We tossed on the gravel like sandworms, rolling under the weight of the gear, getting up to our feet and falling back down. My mouth was too dry for bubbles.
"Go! Go! Go!" Pfeffer yelled. "We're going to do this until that Hummer runs out of fuel."
"Drill Sarn't," Major said, "it's not a good thing for a diesel engine, Drill Sarn't, to run out of fuel."
Pint rushed over, but Pfeffer stopped him with his arm. "Let me, Drill Sergeant," said Pfeffer, and then he grabbed the stool out of Pint's hand.
Pfeffer said, "I am going to bust your skull before the month is out. One thing you didn't realize about the Army, is that smartasses don't change the Army, the Army changes them. And I'll teach you that if I have to get demoted to E-1 to accomplish it. You don't know how nuts I am, Major."
Major said, "I joined the kindler, gentler Army, Drill Sarn't." Running in place, Private Major let his jaw fully slacken. "Can I get a stress card, Drill Sarnnn't?"

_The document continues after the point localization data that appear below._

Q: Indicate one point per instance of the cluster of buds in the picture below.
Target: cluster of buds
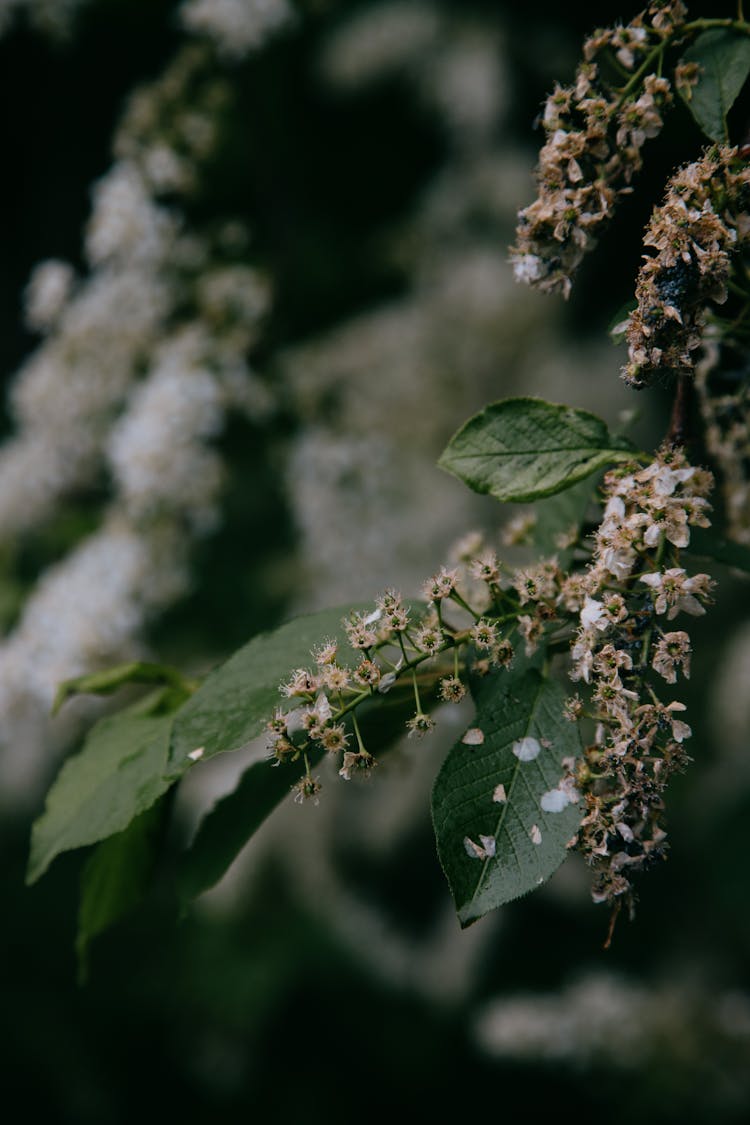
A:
(621, 604)
(630, 596)
(722, 380)
(703, 222)
(595, 133)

The stool swung heavily in the air. Private Major slumped to the ground.
Pfeffer shouted, "Front!" He laughed and put his boot on Major's rucksack.
Pint said, "Hey, battle, I think that's enough for him."
Pfeffer turned to Pint.
Pint said again, "I think that's enough for now."
Pfeffer spit on Major's back, still face down on the gravel unconscious, then he turned his eyes at me. Like a fish, I flopped onto my stomach and pushed against the earth, doing whatever pushups I had left in my arms.
I received my first Article 15 that afternoon. Major received his third.
"The first is the worst."
That's what Private Major told me when we finally got into our bunks that evening at 22:00, after five hours of continuous exercise. Through dinner and onward to the stars we did pushups and overhead-arm-claps, ran laps, and bore an onslaught of insults from various men and women.
Later that night, Major told me that my first Article 15 would be the hardest, "because that's when they go to work on you."